Black-clad men carrying an anti-Islamic State of Iraq and the Levant (ISIL, also known as ISIS) group banner with an expletive on it trampled parts of the shrine, shouting Nazi slogans.
Ten were arrested and two police officers injured.
"We had 340 hooligans from different football clubs who came to Brussels and we knew for sure that they would create some trouble," Police Commissioner Christian De Coninck said.
"It was a very difficult police operation because lots of families with kids were here."
Brussels mayor Yvan Mayeur expressed his disgust, with Belgium still in mourning over the suicide bombings at Brussels airport and subway, which killed at least 31 people and injured some 270.
"The police were not deployed to protect people from these hooligans but a whole other threat," said Mayeur told RTL television.
People trying to pay their respects were also dismayed.
IN PICTURES: Tight security and tributes after the Brussels attacks
"It was important for us to be here symbolically," said Samia Orosemane, a 35-year-old comedian. But, she added: "There were lots of men who were here and doing the Nazi salute, shouting 'death to Arabs' and so we weren't able to get through."
Theophile Mouange, 52, said: "We are all here today for peace, and for the brotherhood among peoples. Not for right-wing ideas. It's neither the time nor the place."
More arrests made
On Sunday, investigators launched raids in Brussels and two other cities, taking four more people into custody.
As part of the European Union-wide hunt to nab suspects, Dutch police arrested a 32-year-old man in Rotterdam at France's request. The man is to be extradited to France.
Meanwhile, Brussels prosecutors charged another man with belonging to a terrorist group, the Belgian press agency Belga reported.

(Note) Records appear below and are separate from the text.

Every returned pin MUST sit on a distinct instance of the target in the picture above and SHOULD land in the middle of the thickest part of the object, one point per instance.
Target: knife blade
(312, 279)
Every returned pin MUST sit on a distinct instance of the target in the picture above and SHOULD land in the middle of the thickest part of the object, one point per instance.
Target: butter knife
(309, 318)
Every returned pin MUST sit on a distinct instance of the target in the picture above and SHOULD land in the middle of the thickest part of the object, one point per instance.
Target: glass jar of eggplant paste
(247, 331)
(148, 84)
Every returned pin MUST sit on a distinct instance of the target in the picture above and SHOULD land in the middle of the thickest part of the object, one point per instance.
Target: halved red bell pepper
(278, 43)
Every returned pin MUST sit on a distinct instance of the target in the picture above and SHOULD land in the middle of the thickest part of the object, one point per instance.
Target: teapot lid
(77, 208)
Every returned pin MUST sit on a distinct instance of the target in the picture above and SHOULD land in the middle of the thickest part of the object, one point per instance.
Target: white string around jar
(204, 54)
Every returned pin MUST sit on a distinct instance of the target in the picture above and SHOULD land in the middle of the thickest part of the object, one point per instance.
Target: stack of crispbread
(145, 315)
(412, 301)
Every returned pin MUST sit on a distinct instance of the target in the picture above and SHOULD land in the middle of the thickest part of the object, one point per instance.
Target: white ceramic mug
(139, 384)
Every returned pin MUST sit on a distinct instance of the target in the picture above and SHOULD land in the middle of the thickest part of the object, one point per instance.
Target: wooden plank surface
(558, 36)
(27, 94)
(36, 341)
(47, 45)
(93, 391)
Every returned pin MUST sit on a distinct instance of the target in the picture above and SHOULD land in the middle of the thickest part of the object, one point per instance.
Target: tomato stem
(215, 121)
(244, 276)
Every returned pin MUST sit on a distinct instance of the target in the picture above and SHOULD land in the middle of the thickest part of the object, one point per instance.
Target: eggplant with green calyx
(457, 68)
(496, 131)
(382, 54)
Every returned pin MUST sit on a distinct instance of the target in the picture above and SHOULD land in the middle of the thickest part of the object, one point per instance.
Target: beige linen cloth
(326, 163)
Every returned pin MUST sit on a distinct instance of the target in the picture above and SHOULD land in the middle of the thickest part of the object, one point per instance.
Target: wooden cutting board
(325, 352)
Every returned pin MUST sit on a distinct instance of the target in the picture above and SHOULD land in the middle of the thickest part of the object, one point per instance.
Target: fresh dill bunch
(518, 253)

Belga named the man arrested as A Abderrahmane, who prosecutors had said on Saturday was being held for a further 24 hours after being shot during a raid in the Brussels district of Schaerbeek.
It said he was charged in connection with a related raid in France this week which authorities say foiled an apparent attack plot.
The prosecutor's office could not immediately be reached for comment.
Belgium charges three men linked to attacks in Brussels
Separately, Italian police said they had arrested an Algerian man wanted by Belgian authorities for his alleged involvement in the Belgium-based network implicated in the recent attacks in Paris and Brussels.
The attacks in Paris on November 13 left 130 people dead.
Several people have been arrested on terrorism charges in Belgium, France, Germany and Italy since the attack in Brussels.
Germany's Die Welt newspaper reported in its Sunday edition that European security authorities were searching for at least eight more suspects.
The men, mostly French and Belgian, were believed to be on the run in Syria or within Europe, the newspaper reported, citing security sources.